On the club website Rangers acknowledge that, although he was exonerated of any blame for the collision, English was traumatised by what had happened and described the remainder of his career as "seven years of joyless sport".

Until now his family have been reluctant to talk about that career, aware of his own natural reticence and out of a deeply felt respect for John Thomson's family.

However, in an exclusive interview with The Herald they have spoken for the first time about the pride they feel and their regret that his three daughters did not live to see his recognition - the youngest, Eleanor, having died just two months ago.

Eleanor's husband Ronnie said she would have been "delighted" by the honour.

"She knew that he had been nominated for the Hall of Fame, that the plaque was a possibility, and of course the dinner at Ibrox in August was wonderful," he said.

"I think Sam himself would have been quietly pleased. He was a shy man. But he would have been more pleased for his girls, Charlotte, May and Eleanor . It would have meant so much to them."

Ronnie is one of the party visiting Coleraine this morning to see the plaques, which were created following a campaign launched by Rangers supporters.

James Currie, former director of leisure services in Coleraine, said : "Last year a group of supporters recognized that it was his (English's) centenary year.

"They and some local supporters clubs and politicians, including an MP, then approached the council to commemorate his achievements, and it was decided to put up the plaques.
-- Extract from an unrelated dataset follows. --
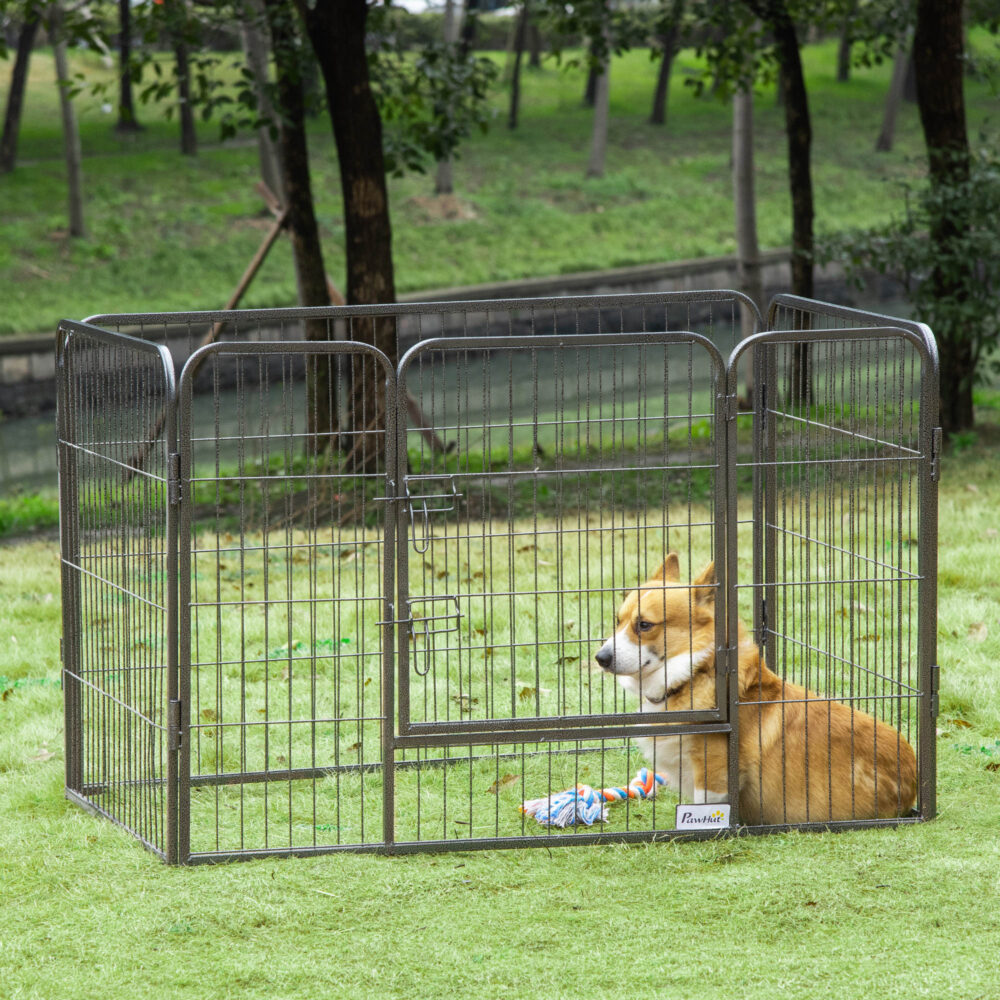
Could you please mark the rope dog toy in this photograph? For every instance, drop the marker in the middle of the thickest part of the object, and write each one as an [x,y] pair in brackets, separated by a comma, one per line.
[586,805]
"One of them will be on the cottage where he was born. And when you see the tiny hamlet he came from, the simple tin-roofed, stone cottage, it is remarkable what he achieved and did with his life, though it was tragically cut short.

"He must have had a great amount of natural talent to have scored the goals that he did."

Coleraine's Mayor David Barbour, who will host the civic events, also paid tribute to English, who moved to Clydebank as a young boy but now joins a list of sportsmen from the area recognized by the council, which includes Celtic's Bertie Peacock and Manchester United's Harry Gregg.

For his family in Scotland it will be a difficult day, following so soon after the death of his daughter Eleanor.

One of her sons, Douglas Cree, was keen to thank those who had made the memorial possible, and perhaps remove some of the cloud that has always impinged on his grandfather's memory.

"For me, I am just very proud that something has been done to recognise him and mention him on his own, his goal scoring record. To say that he was a great, great footballer."